The following week I gathered in the homework. One girl was very keen for me to read her sonnet and clearly very proud of her work. One boy handed his over telling me it was definitely the worst sonnet that has ever been written. I took them home to mark. The girl was right, it was brilliant, beautiful, moving and extraordinarily well structured. Unfortunately, a quick search on Google showed it was also written by someone else. The giveaway clue that made me resort to the internet? Punctuation. Although I expect wonder, beauty and genius on a regular basis, I can count on the fingers of one finger how many of my students are capable of punctuating their genius correctly. A further search of all the submitted efforts revealed two more plagiarised sonnets, both friends of the original culprit.

All efforts duly flagged to the appropriate authorities, I headed in to school the following day chewing over how to tackle the offending parties. I didn’t have long to think about it. Eager for praise on her wonderful work, girl 1 bounded over to ask if I’d read her work. I took the opportunity for a quiet word. I expected excuses, possibly shamefacedness. I got a virtuoso performance of hurt, wide-eyed innocence.

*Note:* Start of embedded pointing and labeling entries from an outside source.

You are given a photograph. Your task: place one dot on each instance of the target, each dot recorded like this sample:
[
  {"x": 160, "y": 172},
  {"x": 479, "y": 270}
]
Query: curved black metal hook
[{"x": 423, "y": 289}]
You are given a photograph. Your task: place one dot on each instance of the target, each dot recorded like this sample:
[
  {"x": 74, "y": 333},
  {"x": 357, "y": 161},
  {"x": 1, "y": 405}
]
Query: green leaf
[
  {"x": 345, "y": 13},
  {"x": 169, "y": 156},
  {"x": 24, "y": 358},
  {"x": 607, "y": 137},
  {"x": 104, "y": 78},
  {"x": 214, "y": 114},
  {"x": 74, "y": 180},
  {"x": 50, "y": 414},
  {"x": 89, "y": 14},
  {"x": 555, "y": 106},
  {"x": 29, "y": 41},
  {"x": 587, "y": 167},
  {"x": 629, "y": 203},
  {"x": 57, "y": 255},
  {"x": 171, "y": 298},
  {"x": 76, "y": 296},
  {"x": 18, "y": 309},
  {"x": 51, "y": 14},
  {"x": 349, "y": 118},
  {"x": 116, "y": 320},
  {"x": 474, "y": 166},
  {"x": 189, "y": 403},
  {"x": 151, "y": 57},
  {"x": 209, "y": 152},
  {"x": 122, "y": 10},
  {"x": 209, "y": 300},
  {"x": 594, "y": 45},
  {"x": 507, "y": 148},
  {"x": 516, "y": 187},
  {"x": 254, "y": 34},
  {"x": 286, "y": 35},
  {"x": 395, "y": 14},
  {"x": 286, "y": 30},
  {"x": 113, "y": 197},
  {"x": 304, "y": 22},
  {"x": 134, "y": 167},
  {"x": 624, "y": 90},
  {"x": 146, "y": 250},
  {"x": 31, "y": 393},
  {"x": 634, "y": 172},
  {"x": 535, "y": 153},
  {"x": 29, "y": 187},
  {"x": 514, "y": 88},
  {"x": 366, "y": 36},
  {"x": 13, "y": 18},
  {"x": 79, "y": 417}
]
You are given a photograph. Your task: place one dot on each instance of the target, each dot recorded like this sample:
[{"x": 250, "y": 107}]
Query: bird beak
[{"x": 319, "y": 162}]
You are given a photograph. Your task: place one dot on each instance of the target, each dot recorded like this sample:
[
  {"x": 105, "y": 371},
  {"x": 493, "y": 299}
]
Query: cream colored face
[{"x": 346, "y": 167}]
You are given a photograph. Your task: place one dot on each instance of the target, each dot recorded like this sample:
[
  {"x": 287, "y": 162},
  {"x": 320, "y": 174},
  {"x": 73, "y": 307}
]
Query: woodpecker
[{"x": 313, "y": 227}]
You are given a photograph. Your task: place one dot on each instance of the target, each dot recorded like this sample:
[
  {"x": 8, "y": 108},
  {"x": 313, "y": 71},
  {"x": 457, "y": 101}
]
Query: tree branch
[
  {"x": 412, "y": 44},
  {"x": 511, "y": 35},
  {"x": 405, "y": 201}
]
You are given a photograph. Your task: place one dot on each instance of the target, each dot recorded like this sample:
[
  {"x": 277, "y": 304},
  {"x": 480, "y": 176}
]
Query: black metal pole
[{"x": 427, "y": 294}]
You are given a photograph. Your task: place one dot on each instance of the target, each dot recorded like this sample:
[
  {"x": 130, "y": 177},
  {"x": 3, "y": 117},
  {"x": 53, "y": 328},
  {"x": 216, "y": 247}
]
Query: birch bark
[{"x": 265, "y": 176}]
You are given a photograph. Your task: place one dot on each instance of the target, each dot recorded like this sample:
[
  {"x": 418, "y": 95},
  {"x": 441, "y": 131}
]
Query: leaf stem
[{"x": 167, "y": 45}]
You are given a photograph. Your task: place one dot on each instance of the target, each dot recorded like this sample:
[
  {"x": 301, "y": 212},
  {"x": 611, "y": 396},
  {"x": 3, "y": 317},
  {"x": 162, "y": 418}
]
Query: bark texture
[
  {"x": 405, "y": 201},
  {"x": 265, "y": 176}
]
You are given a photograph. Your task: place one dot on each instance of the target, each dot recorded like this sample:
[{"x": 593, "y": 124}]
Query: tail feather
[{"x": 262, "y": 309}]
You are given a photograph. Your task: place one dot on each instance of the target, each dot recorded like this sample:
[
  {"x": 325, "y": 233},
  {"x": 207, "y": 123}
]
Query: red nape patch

“My grandma helped me, she doesn’t know it’s wrong to copy, I don’t even have a computer at home” were the main lines of defence. I assured her I knew she wasn’t the only guilty party, but that it was clearly not her own work. There was some mutinous muttering as she stomped away.

Later in the day a colleague caught me for a word. “One of your students came to me and told me that she’s worried about her homework” she began. “She’s handed in a poem that she published on the internet a while ago,” the tale continued, “and she’s worried that you’ll think she’s copied it.” My colleague continued on to say said student had told her how much she loves writing in her spare time, and that she writes a lot of poems. My colleague had advised her to bring me some examples of her work if she was concerned, to prove her tale.

A cunning, pre-emptive strike it certainly was, but some major flaws were immediately evident. 1. How had this student managed to open a UK / Ireland Yahoo account from Lima? 2. Why was she posing online as ‘Chris’? 3. Why was a Peruvian teenage girl with a very Latin name posing online as British or Irish Chris, a man, writing poetry to a female friend and checking for possible responses online?

The end result of the saga? A day’s in-school suspension for all offending parties. Two students with an amiable, ‘it’s a fair cop, guv’ attitude, and hopefully no will to try it again. One with little concept of what she’s done wrong and the cold light of revenge in her eyes. I’ll ensure I don’t turn my back to the audience in classes for the next few weeks.